Поместили в школе. Здесь солома, тюфяки. Уложили мы детей, легли сами. Проснулась я рано, и очень захотелось почувствовать этот праздник — 1 Мая. Мы стали разбирать вещи, чтобы принарядить детей. Вынесли их, усадили на одеяла на траве, под солнышком».
Л. Н. Адамайтис: «Местное население встретило нас со слезами. Приняли хорошо. Знали, что мы прибыли из голодного Ленинграда, и потому приносили молоко, сметану, яйца, фрукты, овощи и многое другое. Председатель Удобненского райисполкома помогал нам и словом и делом… Детей уложили на чистые постели, им казалось, что они приехали на дачу».
А. М. Олынанникова: «Солнце, река, хорошее питание. Дети стали поправляться, порозовели, загорели…
Но вот опять пошли тревожные слухи — немцы близко, занимают Краснодар, оттуда рукой подать до Армавира, а от Армавира до Удобной…».
Л. Н. Адамайтис: «Весь станичный скот начали угонять, стали уезжать со своим скарбом станичники на волах. Делали наскоро тележки, а мы все ждали, когда нам скажут, куда уехать».
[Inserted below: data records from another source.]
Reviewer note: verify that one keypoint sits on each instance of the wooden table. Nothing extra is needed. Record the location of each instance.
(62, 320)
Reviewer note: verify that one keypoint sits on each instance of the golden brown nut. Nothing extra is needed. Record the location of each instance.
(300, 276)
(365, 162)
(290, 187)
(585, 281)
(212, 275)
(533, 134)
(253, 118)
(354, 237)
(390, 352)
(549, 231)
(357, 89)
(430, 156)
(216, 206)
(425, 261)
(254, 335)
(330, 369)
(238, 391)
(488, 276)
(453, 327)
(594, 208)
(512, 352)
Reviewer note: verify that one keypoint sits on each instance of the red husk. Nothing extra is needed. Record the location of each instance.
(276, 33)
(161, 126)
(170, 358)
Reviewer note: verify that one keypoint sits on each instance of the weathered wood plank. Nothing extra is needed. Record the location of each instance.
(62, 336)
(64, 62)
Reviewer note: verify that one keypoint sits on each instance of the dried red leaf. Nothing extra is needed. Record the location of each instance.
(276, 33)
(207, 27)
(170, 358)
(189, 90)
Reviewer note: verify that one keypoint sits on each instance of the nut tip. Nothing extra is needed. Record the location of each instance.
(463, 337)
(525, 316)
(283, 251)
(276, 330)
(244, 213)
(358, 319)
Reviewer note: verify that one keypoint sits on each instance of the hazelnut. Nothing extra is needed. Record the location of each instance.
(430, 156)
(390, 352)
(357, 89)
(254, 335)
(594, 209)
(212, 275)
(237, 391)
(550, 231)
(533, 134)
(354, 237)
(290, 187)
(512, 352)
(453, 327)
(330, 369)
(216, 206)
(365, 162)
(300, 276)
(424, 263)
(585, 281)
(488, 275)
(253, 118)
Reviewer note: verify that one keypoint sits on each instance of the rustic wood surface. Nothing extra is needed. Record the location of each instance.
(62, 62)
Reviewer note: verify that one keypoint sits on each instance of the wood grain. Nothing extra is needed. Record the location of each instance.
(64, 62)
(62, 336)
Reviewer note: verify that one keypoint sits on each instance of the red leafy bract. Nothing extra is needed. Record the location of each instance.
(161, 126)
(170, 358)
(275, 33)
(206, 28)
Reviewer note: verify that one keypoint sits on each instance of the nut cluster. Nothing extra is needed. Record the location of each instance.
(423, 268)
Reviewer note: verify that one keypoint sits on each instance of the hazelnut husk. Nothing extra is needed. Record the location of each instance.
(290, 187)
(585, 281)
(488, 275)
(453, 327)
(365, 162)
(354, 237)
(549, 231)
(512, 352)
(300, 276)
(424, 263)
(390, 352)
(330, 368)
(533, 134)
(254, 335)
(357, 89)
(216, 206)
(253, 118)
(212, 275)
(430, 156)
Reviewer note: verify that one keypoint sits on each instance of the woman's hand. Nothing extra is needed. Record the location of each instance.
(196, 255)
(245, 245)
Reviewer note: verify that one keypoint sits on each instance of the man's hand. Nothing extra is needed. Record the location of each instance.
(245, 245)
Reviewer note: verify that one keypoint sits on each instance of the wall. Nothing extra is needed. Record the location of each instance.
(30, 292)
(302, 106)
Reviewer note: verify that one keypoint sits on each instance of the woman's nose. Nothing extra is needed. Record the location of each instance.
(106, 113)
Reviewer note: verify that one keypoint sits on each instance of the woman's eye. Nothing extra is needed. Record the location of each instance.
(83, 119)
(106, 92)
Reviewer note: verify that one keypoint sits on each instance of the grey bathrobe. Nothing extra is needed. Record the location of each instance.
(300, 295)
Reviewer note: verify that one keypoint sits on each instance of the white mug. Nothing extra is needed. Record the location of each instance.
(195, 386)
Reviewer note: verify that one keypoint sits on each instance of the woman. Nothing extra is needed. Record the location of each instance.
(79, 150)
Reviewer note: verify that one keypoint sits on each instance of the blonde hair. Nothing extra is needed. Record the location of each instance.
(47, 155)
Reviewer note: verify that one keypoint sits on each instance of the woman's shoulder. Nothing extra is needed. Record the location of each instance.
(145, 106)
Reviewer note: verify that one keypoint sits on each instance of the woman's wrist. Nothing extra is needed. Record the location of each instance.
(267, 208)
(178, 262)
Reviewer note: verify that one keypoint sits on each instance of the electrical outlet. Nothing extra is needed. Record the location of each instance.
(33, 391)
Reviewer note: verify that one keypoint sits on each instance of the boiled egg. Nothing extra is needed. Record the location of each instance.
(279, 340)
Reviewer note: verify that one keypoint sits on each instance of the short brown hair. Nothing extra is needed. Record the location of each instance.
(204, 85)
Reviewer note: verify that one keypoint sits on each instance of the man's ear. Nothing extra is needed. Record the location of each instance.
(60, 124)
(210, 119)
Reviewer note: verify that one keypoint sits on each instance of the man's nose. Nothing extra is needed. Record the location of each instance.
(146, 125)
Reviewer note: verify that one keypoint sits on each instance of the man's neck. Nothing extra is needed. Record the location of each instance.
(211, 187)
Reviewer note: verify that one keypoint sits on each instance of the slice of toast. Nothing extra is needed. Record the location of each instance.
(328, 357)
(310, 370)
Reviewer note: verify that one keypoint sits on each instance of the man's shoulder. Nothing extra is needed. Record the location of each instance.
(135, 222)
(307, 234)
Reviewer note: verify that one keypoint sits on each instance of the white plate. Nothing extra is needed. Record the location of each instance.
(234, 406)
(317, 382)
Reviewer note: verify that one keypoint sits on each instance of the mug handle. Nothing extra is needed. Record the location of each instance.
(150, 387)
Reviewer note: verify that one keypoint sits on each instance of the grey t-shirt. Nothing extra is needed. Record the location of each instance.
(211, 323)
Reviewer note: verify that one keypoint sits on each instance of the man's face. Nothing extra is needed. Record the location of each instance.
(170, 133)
А. М. Олынанникова: «Это было страшнее блокады, страшнее обстрелов и бомбежек — оставаться в плену… Наши стали отступать. Прервалась всякая связь с Ленинградом, не приходили газеты… И вот заведующим детдомами объявили, что эвакуировать нас нет никакой возможности… Мы с Екатериной Александровной Ивановской (директор детдома) подумали, что, может быть, штаб на своих машинах вывезет хоть часть детей.. Пошли в штаб. Принял нас пожилой усталый военный. Он сказал: «Бойцы пойдут через перевал. Там машины не пройдут. Кроме того, мы не знаем, где, в каком месте нас ждет бой — до перевала или за перевалом. Как же мы можем взять детей? Как можем взять на себя такую ответственность?». Выхода но было. Он старался ободрить нас, говорил — надеется, что нам удастся сохранить жизнь детей и собственную жизнь. Он распрощался с нами, а мы всю дорогу, пока шли обратно, горько рыдали…
Представители местной власти оставались до последней минуты, потом ушли в партизаны. А оставшиеся помогали детдому чем было возможно. Председатель сельсовета сказал, чтобы мы забрали детей и уехали на хутор, ведь немцы могут бомбить станицу…»
Л. И. Адамайтис: «Нам дали три пары волов и посоветовали перебраться на них на один из хуторов (видимо, Эрсакон. — С. Ф.) в восемнадцати километрах от станицы. Когда приехали туда, нам дали большой сарай, где раньше были телята. И мы начали мыть, скрести помещение. Общими усилиями настелили сена и уложили детей».
Г. А. Гальперина: «Немцы пришли в станицу без боев, так как там никого не было, кроме стариков и детей».
А. М. Ольшанникова: «Через две недели немцы издали приказ: всем, кто покинул Удобную, в 24 часа вернуться туда. Мы вернулись. Прибрали помещение, накрыли стол белыми простынями, поставили цветы. Решили, пусть фашисты не думают, что мы нищие.
Немцы пришли, ногами открыли двери, молча все осмотрели… Было очень страшно… Так молча и ушли.
Вскоре начальник гарнизона велел собраться всем жителям станицы и объявил, что колхозы будут аннулированы, а вместо них будет община, и объяснил, что это лучше колхоза. Что же касается детдома, то он сказал, что это эвакуированные дети комиссаров и коммунистов, а таких детей немцы не могут хорошо кормить. Главное для нас стало теперь — не дать детям умереть…»
Л. Н. Адамайтис: «Сейчас уж не помню точно, какую норму они установили детям. Помню только, что 50 граммов подсолнечного масла на неделю. Помню, что суп варили из конского щавеля, травы, моркови. Из муки суп назывался «затирка». Варили мелкую картошку в мундире».
А. М. Ольшанникова: «Дети снова стали быстро слабеть. Они же ещё не окрепли по–настоящему после блокады. Что делать? Наша доктор Евдокия Семеновна Павштикс отправилась в комендатуру просить, чтобы разрешили подбирать отбросы с бойни, и старшие дети ходили подбирать».
Г. А. Гальперина: «Бойня была через дорогу от нашего детдома. Евдокия Семеновна Павштикс караулила, когда привезут скот, вела туда ребят постарше с небольшими ведерками за свежей кровью. Потом ставила на плиту сковороды и эту кровь сразу выливала на них, она свертывалась, и получалось что–то вроде печенки. Детей сажали за стол и делили эту кровь на всех. В первую очередь кормили слабеньких детей».